PotatoSectLeader: Rafayel war nicht da, aber seine Präsenz ist überall. Denk mal drüber nach.
memo: Ich habe den Teil mit dem Goldfischglas beim Malen tatsächlich geglaubt…
rafayel_ridable_fish_dinner: Dank eines so professionellen Managers wie Thomas kann sich Rafayel voll und ganz auf seine Kunst konzentrieren!
Ich unterstütze Thomas!
User426835: Warum müssen wir uns jetzt keine Sorgen mehr machen, dass Rafayel verhungert? Bitte um Erklärung!
NightReaderOfUselessBooks:
Rafayel ist wirklich stark, weil er sich nie über die Branche beschwert…
GarlicShrimpSupremacy: Thomas beweist eindeutig seine Expertise als Manager. Die Einblicke, die er im Interview geteilt hat, sind wirklich wertvoll für alle, die in die Kunstbranche einsteigen wollen!
Viel Glück allen bei ihren Aufnahmeprüfungen!
confidentwomenlivebest: Wann veröffentlicht Rafayel neue Werke?
JustALeek: Ich hatte gehofft, in dieser Sonderausgabe zu den Prüfungen etwas über den Werdegang eines Meisterkünstlers zu lesen…

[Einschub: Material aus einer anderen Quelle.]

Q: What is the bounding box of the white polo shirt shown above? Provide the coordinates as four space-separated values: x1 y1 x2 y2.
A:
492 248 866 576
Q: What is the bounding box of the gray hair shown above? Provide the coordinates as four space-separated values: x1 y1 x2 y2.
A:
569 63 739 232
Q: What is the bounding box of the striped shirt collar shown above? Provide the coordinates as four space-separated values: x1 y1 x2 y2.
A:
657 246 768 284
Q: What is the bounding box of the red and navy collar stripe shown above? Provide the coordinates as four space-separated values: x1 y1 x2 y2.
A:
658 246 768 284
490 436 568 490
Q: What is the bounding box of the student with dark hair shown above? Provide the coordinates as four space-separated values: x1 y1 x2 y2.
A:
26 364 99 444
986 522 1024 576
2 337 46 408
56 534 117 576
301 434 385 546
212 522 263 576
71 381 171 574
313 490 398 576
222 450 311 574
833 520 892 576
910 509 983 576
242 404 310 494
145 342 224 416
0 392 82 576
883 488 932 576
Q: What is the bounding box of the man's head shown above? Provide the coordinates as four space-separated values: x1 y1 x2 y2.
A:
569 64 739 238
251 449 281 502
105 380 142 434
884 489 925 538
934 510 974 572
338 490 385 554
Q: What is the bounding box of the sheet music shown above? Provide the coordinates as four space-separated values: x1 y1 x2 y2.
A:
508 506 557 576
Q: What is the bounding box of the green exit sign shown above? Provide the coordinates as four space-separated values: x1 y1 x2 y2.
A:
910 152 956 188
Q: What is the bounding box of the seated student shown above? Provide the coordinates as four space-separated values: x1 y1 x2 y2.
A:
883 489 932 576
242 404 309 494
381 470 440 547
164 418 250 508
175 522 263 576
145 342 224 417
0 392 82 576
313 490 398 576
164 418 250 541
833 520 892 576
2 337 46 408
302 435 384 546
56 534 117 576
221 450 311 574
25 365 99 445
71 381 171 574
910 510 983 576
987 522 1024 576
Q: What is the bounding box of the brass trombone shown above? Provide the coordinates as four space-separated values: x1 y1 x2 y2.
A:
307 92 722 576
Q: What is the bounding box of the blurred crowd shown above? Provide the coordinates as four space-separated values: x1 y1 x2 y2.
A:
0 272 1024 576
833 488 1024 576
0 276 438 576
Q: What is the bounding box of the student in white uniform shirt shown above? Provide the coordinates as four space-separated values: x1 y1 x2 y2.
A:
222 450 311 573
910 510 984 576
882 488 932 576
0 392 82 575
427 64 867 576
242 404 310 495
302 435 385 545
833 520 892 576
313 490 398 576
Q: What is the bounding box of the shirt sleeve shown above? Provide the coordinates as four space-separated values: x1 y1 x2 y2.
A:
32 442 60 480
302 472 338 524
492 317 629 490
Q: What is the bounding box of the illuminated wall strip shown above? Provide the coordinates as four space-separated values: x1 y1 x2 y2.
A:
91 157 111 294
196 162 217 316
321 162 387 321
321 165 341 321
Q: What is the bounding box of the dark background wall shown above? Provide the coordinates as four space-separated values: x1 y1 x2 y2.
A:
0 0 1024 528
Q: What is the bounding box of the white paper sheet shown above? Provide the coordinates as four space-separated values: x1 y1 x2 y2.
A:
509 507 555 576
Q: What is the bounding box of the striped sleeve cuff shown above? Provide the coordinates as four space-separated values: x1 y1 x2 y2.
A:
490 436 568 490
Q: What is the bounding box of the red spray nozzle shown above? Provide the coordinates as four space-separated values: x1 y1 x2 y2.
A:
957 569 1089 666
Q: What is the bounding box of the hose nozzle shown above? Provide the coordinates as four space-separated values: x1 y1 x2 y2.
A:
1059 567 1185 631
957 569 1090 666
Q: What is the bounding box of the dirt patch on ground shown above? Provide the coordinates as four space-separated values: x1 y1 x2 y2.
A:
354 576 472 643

„Die Sonderausgabe zu den Kunstprüfungen sorgt online für großes Aufsehen. Vielen Dank, Herr Thomas!“ Nachdem er aufgelegt hat, unterbricht Thomas seine Arbeit und schaut auf sein Handy. Er fragt sich, ob seine Einblicke besonders bei Kunststudenten Anklang gefunden und unzähligen Prüfungskandidaten geholfen haben. Auf der Trendseite sind mehrere Themen mit roten „VIRAL“-Badges markiert:
#ArtistLifeInsider ArtExamSpecial#
#Rafayel: Wahre Meister beschweren sich nie über die Branche#
#Rafayel malt mit einem Goldfischglas#
„Das hat ja wohl kaum etwas mit mir zu tun …“
Er kratzt sich verwirrt am Kopf, öffnet einen Diskussionsthread und scrollt, bis er inmitten der vielen Rafayel-Kommentare endlich ein paar Erwähnungen von Thomas findet. Nun ja, wenigstens einige Leute haben den Weitblick, sein Können als Künstlermanager zu erkennen.
Zufrieden schaltet Thomas sein Handy aus und geht wieder an die Arbeit.
Neben ihm unterdrückt Solana ein Lächeln und behält ihren Erfolg für sich.
Knoblauchgarnelen sind einfach unschlagbar!